When Josh Krsnak met the late Jon Hempel, he had some modest hopes of owning a duplex. Little did he know that Hempel would draw him into a real estate investment empire with $750 million in completed transactions to its credit.
“He was never timid or fearful of anything. He’d take on the biggest challenges, the biggest deals, and say ‘I don’t know how it’s going to work out, but for some reason I think it will,’” said Krsnak, who is now CEO of the company Hempel founded, Minneapolis-based Hempel Cos. “And it did.”
Hempel died April 5 at the age of 47 after battling brain cancer for three years, according to his family. He leaves behind his wife, Heidi Harrington Hempel, two sons and a seven-month-old baby girl.
He also leaves behind a lengthy and distinguished resume. In addition to founding Hempel Cos., before he turned 44 he had four other ventures under his belt, including a construction business, a title company, a Century 21 real estate franchise and NorthStar Midstream, which specializes in the transportation of oil and natural gas.
Keith Jonathan Hempel II grew up in Elk River, a town of about 22,000 that sits on the banks of the Mississippi River about 30 miles northwest of Minneapolis. Dave Bleyhl, who taught Hempel economics and government at Elk River High, described him as a quiet but driven student.
“He was very hard-working,” Bleyhl said on Thursday.
Hempel moved to the Twin Cities in the late 1980s for college, graduating from St. Paul’s Hamline University in 1993 with a degree in economics.
He started his career at the Minneapolis architecture firm, The Cuningham Group, where he played a key role in forming Cuningham’s construction practice. From there he moved on to a project management position at the Minneapolis-based tenant representation firm Nelson Tietz & Hoye (NTH).
In 2001, he left to start Hempel Cos. It was a big risk to take, said Tina Hoye, president and principal at NTH.
“We really admired what he did,” Hoye said on Wednesday. “He really persevered and I think he was creative and diligent to get through that.”
Krsnak was 22 when he met Hempel at a real estate licensing class in 2002. At the time, Hempel Cos. consisted of just Hempel himself, then just 30 years old, and a single accountant who worked four hours a month.
It was a shoestring operation, but Hempel had big plans, which he outlined over a series of breakfast meetings with Krsnak. The idea was to put investors together to buy ailing buildings, renovate them, and then resell them at a tidy profit.
“It was pretty easy to start drinking that Kool-Aid. He was a huge optimist,” Krsnak said. “No matter how bleak it seemed, for Jon the glass was never half full. It was up to the top all the time.”
Swayed by Hempel’s conviction, Krsnak joined Hempel Cos. as the company’s first full-time employee that July, on the promise of earning 20 percent of the company’s profits rather than a set salary.
The following year was “a little rough” Krsnak said with typical Minnesotan understatement. His 20 percent cut ended up being $8,000. To make ends meet he ended up renting out all three bedrooms of his townhome while he himself slept in a janitorial closet at a small office building the company owned in Plymouth. Nevertheless, Krsnak never lost faith, largely thanks to Hempel’s unshakeable poise and confidence.
“He was very smart, very measured, very calm. You could never rattle him,” Krsnak said. “I never once heard him raise his voice or get visibly angry. He always carried himself so well.”

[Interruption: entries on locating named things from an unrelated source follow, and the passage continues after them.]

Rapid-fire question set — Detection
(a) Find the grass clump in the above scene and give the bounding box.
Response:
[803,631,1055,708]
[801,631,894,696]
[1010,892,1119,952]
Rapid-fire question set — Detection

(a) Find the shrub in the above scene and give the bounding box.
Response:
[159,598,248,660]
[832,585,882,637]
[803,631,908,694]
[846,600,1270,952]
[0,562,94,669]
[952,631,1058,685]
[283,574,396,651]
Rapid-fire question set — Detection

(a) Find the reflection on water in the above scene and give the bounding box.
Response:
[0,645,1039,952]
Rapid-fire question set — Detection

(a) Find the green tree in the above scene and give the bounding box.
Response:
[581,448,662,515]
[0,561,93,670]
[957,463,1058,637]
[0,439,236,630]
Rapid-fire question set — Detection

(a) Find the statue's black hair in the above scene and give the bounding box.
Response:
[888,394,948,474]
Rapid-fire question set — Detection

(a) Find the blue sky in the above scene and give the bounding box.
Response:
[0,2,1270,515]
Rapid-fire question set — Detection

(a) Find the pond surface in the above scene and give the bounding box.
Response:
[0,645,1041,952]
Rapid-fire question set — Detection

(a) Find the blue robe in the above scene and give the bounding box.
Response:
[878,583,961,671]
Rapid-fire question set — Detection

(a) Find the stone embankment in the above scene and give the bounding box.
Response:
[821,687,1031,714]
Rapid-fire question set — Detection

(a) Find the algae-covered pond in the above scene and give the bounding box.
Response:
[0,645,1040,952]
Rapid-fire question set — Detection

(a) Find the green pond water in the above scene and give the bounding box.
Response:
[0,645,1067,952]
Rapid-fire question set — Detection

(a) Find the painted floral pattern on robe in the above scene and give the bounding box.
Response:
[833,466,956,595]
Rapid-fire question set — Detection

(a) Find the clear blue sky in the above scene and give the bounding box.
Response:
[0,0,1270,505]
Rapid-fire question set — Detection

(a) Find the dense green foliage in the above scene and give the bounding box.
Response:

Their luck changed when they landed a deal representing a 1031 exchange buyer, which netted them just enough to put earnest money down on new projects.
By 2006, the company was on the ascent, getting notice for its ambitious building projects and high dollar deals. One of Hempel Cos.’ early successes was the redevelopment of the Midland Bank Building in downtown Minneapolis, which it transformed into the 222-room Hotel Minneapolis in 2007.
The firm has also owned – and sold – an array of large properties in the Twin Cities’ core business districts, including St. Paul’s UBS Plaza and Minneapolis’ Soo Line building, Canadian Pacific Plaza, and Rand Tower.
In 2013, Hempel embarked on a new venture – NorthStar Midstream – and turned operations of Hempel Cos. over to Krsnak, who had already begun the process of buying him out. Though it has been years since Hempel had direct control of his pseudonymous company, his bold approach is still very much a part of its investment philosophy. Most recently, the company finished a $71 million renovation of the former Macy’s department store in St. Paul, turning the aging building into an office and retail complex topped with an ice rink used by the Minnesota Wild hockey team as a practice facility.
“Jon taught me that you have to think bigger,” Krsnak said. “You can’t get stuck on a duplex, because one little transaction takes as much work as a big one.”
A memorial service for Hempel is scheduled for 1 p.m. on Wednesday, April 18, at Mount Olivet Church in Minneapolis.